This is a new favorite recipe for several in my family who have gluten allergies. These sugar cookies are a gluten free version of the famous LOFT frosted sugar cookies. They’re pretty and festive, easy to make and even those without gluten issues think they’re great!

INGREDIENTS:

For cookies:

1/2 cup butter, softened
1 cup sugar
2 eggs, room temperature
3/4 teaspoon salt
1 1/2 teaspoons baking powder
1 1/2 teaspoons xanthan gum (check your GF flour mixture to see if the xanthan gum is already in it – if so, skip this ingredient)
1 1/2 teaspoons vanilla extract
3 1/4 cups gluten-free cup-for-cup flour

For frosting:

1 cup butter, softened
1 pound powdered sugar
1-2 tablespoons milk or cream
1 teaspoon vanilla extract
food coloring of your choice
Sprinkles to make all the little people happy!

Preheat oven to 350 degrees. Cream together the softened butter and sugar on medium speed with a hand or stand mixer. Add the eggs and beat until smooth and lemon colored.

Add the salt, baking powder, xanthan gum (if needed) and vanilla extract. Then add the gluten free flour blend and mix until combined.
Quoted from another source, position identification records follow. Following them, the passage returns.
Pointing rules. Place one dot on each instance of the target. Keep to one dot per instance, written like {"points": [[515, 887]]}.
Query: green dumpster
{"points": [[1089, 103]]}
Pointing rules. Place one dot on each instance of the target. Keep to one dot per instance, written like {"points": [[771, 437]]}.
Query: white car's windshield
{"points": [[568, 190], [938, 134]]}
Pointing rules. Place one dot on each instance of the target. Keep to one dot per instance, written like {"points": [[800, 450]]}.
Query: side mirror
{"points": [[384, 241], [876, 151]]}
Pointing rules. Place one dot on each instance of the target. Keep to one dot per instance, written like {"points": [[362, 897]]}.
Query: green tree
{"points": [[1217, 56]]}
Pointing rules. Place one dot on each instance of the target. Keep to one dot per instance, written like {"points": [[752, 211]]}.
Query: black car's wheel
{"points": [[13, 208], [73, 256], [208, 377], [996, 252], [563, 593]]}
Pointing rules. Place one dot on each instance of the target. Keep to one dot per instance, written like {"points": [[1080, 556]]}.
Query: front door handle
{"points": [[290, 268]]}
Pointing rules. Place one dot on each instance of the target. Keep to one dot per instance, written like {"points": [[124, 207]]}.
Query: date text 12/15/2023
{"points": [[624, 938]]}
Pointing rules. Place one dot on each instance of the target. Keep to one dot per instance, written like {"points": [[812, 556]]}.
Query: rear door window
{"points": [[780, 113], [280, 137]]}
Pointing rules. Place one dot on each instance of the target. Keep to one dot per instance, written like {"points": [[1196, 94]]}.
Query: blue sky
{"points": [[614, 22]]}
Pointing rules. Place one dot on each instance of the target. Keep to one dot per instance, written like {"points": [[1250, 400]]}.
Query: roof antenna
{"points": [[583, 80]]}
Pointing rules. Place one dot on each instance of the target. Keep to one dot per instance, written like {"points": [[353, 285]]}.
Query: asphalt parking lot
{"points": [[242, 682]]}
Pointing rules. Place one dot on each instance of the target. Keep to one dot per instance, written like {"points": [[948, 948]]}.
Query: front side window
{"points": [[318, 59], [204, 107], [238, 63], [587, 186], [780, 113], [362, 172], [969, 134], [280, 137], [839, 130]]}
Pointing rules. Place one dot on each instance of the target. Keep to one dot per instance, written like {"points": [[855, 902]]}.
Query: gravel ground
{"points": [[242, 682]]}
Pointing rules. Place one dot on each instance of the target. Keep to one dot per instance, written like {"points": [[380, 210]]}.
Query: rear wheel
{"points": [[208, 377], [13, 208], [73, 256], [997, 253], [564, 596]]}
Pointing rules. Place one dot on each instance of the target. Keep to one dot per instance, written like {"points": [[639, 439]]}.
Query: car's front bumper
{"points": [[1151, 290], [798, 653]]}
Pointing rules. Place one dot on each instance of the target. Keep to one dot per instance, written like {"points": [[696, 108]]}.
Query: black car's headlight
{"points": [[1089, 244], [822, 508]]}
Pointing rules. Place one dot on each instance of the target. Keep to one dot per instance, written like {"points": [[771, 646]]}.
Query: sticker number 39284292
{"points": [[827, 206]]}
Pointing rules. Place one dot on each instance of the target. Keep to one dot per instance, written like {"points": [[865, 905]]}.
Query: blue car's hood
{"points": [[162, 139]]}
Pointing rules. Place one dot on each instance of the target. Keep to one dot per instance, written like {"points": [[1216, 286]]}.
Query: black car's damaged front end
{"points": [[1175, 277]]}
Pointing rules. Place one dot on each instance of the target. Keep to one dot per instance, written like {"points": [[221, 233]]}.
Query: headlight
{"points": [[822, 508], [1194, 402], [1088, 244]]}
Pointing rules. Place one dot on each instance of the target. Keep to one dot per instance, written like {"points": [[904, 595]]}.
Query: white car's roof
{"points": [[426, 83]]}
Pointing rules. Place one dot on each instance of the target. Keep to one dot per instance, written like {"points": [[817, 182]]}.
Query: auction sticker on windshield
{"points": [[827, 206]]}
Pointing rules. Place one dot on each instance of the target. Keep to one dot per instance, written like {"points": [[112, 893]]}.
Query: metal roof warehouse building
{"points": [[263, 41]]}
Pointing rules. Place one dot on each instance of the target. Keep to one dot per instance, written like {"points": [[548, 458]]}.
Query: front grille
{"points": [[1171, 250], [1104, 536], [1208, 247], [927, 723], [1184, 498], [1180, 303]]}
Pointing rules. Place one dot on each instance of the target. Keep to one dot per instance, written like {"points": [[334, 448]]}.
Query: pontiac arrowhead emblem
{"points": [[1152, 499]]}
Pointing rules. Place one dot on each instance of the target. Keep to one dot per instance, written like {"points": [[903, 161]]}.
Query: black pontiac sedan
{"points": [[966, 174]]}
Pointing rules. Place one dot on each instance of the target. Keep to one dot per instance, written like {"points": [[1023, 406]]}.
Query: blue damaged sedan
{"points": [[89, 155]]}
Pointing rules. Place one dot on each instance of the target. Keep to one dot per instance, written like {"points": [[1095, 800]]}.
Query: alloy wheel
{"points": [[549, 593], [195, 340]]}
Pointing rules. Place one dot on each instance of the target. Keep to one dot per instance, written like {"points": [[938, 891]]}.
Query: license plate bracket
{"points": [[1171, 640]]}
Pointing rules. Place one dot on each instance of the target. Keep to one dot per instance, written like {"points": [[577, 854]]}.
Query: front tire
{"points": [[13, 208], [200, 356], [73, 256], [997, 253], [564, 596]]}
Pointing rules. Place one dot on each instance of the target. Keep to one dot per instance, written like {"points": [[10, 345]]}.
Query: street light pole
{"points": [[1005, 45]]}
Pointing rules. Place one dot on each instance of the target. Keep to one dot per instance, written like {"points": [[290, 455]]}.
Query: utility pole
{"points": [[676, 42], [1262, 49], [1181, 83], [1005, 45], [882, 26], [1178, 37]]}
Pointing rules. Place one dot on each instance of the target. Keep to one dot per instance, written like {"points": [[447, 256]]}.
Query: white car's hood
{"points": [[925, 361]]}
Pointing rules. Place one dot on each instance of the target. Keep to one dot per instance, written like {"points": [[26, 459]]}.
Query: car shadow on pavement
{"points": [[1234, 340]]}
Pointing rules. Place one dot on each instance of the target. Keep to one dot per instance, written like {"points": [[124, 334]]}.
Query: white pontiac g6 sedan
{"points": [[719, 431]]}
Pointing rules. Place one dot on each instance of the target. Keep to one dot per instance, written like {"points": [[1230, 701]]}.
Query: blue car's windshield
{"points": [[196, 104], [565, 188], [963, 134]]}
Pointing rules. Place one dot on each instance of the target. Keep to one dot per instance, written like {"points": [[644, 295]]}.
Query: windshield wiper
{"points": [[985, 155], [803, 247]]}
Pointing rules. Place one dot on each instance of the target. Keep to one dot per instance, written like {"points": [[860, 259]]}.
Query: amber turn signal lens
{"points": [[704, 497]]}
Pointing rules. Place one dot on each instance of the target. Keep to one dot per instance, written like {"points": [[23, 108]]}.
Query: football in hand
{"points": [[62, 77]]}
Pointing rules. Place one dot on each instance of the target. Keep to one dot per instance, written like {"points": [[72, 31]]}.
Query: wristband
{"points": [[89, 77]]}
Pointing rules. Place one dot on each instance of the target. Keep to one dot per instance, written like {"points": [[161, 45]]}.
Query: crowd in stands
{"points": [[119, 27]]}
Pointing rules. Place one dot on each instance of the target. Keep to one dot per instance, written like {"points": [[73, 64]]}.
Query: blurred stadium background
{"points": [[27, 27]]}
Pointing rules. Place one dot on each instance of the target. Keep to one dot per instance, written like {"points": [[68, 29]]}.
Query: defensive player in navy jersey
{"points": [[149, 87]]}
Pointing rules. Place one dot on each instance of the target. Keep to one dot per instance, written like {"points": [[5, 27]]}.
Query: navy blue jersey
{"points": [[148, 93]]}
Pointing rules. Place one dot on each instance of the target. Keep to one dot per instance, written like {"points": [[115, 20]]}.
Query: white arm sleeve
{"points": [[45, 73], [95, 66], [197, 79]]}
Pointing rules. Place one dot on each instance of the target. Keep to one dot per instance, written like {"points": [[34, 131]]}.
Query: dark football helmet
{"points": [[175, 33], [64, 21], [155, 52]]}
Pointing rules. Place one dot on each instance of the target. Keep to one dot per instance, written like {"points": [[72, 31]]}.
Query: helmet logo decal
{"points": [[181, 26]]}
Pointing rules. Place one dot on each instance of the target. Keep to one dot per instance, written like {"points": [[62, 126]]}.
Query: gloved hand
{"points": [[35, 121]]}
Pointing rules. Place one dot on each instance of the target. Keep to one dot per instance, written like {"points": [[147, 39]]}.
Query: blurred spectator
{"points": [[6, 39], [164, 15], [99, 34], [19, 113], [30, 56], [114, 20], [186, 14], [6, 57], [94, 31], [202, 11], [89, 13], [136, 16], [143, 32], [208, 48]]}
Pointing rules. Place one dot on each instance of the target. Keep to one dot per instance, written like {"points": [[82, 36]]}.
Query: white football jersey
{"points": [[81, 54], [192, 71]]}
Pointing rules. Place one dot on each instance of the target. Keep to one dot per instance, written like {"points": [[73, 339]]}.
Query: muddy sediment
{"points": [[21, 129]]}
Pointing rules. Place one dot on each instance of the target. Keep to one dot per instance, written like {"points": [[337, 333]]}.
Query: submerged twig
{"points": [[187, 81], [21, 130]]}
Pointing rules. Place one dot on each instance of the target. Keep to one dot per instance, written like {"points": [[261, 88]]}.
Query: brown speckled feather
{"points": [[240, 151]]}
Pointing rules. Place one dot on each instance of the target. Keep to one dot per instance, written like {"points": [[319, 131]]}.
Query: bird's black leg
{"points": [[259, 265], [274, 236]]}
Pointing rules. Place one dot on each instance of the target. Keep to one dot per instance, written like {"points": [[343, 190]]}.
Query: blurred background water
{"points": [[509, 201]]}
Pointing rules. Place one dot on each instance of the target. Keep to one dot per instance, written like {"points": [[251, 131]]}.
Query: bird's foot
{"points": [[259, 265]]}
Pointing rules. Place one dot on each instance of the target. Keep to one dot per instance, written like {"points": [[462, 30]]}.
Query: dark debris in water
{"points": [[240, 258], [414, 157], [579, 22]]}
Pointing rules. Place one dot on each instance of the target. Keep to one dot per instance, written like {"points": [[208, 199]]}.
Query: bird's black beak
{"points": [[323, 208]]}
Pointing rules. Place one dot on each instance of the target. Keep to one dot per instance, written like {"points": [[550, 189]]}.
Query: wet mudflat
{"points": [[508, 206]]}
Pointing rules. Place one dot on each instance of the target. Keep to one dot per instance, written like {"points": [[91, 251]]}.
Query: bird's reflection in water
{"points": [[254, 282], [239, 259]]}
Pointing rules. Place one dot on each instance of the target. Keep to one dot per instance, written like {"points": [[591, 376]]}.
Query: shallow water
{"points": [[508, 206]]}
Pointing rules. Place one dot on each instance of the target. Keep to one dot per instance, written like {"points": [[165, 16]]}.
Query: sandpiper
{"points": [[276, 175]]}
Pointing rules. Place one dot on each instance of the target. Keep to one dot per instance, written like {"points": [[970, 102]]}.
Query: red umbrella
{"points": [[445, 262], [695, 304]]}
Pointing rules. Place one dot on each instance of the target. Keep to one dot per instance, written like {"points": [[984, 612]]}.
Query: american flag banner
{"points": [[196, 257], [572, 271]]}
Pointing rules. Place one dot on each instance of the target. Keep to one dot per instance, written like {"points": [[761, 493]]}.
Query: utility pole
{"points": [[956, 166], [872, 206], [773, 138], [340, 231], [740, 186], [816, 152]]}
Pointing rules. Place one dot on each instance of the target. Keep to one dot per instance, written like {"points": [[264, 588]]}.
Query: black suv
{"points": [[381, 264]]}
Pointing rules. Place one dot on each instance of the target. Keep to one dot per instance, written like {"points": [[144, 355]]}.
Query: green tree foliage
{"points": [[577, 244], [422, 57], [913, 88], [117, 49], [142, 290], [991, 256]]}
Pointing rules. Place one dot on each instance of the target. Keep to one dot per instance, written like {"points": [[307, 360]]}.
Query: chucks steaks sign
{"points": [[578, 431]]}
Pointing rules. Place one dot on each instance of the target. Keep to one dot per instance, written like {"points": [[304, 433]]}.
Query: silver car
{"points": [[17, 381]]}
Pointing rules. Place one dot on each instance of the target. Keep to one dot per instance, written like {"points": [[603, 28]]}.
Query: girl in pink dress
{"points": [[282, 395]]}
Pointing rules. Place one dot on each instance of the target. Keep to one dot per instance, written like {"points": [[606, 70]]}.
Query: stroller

You can roll the dough out between 2 pieces of plastic wrap and cut out with your favorite cookie cutters, or use my method: Drop cookies on parchment covered cookie sheet using a 1 tablespoon cookie scoop. Dip the bottom of a small glass in sugar and press down gently on the tops, flattening a little.

Bake for 8-10 minutes. The cookies will be soft, but the edges should look slightly dry and the bottoms of the cookies will be lightly brown. They won’t look done, but take them out at the prescribed time and let them cool on the cookie sheet for 5-10, then move to a cooking rack.

When cool, frost with buttercream frosting (don’t be stingy) and add sprinkles. LOTS of sprinkles!

It’s important to read the ingredients on your gluten free flour blends as the ingredients differ by brand.